Device-to-device relay selection based on effective path throughput to fill coverage hole in public safety LTE

There is desire for public safety networks to meet the increasing demands for sharing images or videos among first responders and incident commanders more effectively. Long term evolution (LTE) is considered to be a candidate for achieving such broadband services. However, out-of-coverage areas tend to happen at the cell edge areas or inside buildings because the cell areas of each base station for public safety networks is larger than those of commercial one. This paper proposes a relay selection scheme for the relay communication using device-to-device (D2D) communication as a means to fill coverage holes in public safety LTE (PS-LTE). The scheme, based on effective path throughput from an out-of-coverage terminal to a base station via an in-coverage relay terminal, enables the optimal relay terminal to be selected. System level simulation results reveal that the proposed scheme can increase the user ratio, satisfying the throughput requirement for video transmission. Additionally, an evaluation intended for actual parties of firefighters shows that the proposed scheme enables 99% of out-of-coverage users to achieve the requirement throughput for transmitting video images.

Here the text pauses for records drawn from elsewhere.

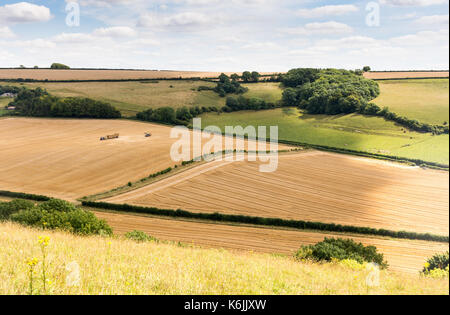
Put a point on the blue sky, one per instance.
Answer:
(231, 35)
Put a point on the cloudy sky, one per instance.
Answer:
(226, 35)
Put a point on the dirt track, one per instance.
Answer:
(402, 255)
(406, 75)
(313, 186)
(65, 159)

Interleaved Resource Mapping for Autonomous Device-to-Device Discovery in Public Safety LTE

Device-to-device (D2D) discovery is an important function for public safety long term evolution (PS-LTE) to detect user equipment (UE) located in proximity. When many UEs are gathered at a disaster site or an incident command post, in-band emission (IBE) of discovery signals can cause significant interference resulting in discovery errors. In order to reduce the effect of IBE, a radio resource mapping method is proposed for autonomous D2D discovery in a PS-LTE system configured to repeatedly transmit discovery signals over different subframes. The proposed method interleaves discovery resources so that retransmission on resources with a certain frequency gap follows transmission on adjacent resources. Simulation results revealed that the proposed method takes 10% less time to detect UEs than a conventional method does.

Scheduling for Device-to-Device Communication Considering Spatial Reuse and User Fairness in Public Safety LTE

Public safety networks are desired to meet increasing demands for sharing images or videos among first responders and incident commanders. Long term evolution (LTE) is considered a candidate to achieve such broadband services. However, in the case of a disaster or a big sporting event, the traffic suddenly increases sharply as the number of active public safety users increases. This paper reports methods for allocating radio resources for device-to-device (D2D) communication as a means to enhance system capacity of the public safety LTE (PS-LTE). The methods allow spatial reuse of the resources among D2D communicating public safety users satisfying certain sharing conditions. Two practical scheduling algorithms that take into account both spatial reuse of the resources and fairness between the D2D communicating users are described. System level simulation results reveal that the methods can increase the number of users that satisfy the throughput requirement for video transmission.